Leucettine L41 is an inhibitor of dual-specificity tyrosine phosphorylation-regulated kinase 1A (DYRK1A), DYRK2, CDC-like kinase 1 (CLK1), and CLK3 (IC50s = 0.04, 0.035, 0.015, and 4.5 µM, respectively). It also inhibits GSK3alpha/beta and Pim1 with IC50 values of 0.41 and 4.1 µM, respectively. It inhibits phosphorylation of the serine/arginine (SR) protein 9G8 by DYRK2, DYRK3, CLK1, CLK2, and CLK4 and inhibits TNF-alpha-induced SRp75 and SRp55 phosphorylation in human microvascular endothelial cells when used at concentrations ranging from 0.1 to 10 µM. Leucettine L41 modulates alternative pre-RNA splicing of a synthetic CLK1 minigene in a reporter model.
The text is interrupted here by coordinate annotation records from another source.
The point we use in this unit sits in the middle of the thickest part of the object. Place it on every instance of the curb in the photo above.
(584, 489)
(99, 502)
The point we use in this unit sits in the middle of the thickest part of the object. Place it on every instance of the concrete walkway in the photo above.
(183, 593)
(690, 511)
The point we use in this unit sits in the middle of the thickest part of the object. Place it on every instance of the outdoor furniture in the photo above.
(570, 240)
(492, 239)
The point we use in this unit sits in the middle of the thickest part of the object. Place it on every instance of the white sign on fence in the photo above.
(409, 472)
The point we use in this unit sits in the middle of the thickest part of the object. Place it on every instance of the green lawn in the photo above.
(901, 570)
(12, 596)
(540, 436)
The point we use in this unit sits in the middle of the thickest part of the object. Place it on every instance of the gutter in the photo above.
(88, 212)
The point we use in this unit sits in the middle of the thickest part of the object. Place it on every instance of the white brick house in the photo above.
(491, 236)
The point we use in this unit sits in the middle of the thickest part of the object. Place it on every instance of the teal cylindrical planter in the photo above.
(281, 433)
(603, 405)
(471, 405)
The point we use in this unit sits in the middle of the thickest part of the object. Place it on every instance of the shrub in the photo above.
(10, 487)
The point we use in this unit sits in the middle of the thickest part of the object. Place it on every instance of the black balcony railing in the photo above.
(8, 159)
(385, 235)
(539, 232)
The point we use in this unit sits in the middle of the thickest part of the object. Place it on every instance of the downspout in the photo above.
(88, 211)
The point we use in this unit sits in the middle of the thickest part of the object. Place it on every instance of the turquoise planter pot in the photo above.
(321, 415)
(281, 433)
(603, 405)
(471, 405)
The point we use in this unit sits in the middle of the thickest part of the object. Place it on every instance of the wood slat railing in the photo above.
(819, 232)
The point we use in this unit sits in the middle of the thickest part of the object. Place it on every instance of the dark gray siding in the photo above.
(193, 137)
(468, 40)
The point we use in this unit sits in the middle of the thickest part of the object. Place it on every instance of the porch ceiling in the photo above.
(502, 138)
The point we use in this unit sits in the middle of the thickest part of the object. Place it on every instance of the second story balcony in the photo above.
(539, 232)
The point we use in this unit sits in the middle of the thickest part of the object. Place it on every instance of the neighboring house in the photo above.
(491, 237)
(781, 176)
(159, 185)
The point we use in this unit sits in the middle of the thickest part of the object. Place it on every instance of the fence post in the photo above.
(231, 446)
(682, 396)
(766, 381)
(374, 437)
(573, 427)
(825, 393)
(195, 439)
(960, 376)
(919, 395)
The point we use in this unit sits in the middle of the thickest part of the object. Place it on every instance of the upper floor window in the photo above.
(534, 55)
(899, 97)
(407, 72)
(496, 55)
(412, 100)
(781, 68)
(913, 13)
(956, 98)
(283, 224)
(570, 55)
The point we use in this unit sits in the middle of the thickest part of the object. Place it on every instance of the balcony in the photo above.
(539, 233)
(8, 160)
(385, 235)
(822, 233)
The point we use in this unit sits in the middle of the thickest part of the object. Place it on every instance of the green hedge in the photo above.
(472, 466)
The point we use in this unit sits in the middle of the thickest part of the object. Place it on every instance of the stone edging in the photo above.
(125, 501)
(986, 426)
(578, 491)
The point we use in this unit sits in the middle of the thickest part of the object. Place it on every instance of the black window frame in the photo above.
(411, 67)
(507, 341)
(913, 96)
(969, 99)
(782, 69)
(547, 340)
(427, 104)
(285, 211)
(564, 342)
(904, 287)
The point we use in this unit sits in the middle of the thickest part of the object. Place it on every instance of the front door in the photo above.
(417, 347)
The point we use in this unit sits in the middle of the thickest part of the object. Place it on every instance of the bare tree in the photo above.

It prevents lipid peroxidation and the accumulation of reactive oxygen species (ROS) induced by amyloid-beta 25-35 (Cay-24155) in the hippocampus in a mouse model of Alzheimer's disease-like toxicity. Leucettine L41 (0.4, 1.2, and 4 µg, i.c.v.) also prevents memory deficits induced by amyloid-beta 25-35 in the same model.Formal Name: (5Z)-5-(1,3-benzodioxol-5-ylmethylene)-3,5-dihydro-2-(phenylamino)-4H-imidazol-4-one. CAS Number: 1112978-84-3. Molecular Formula: C17H13N3O3. Formula Weight: 307.3. Purity: >98%. Formulation: (Request formulation change), A solid. Solubility: DMSO: soluble, Ethanol: soluble. SMILES: O=C1N=C(NC2=CC=CC=C2)N/C1=C\C3=CC=C4C(OCO4)=C3. InChi Code: InChI=1S/C17H13N3O3/c21-16-13(8-11-6-7-14-15(9-11)23-10-22-14)19-17(20-16)18-12-4-2-1-3-5-12/h1-9H,10H2,(H2,18,19,20,21)/b13-8-. InChi Key: PGPHHJBZEGSUNE-JYRVWZFOSA-N.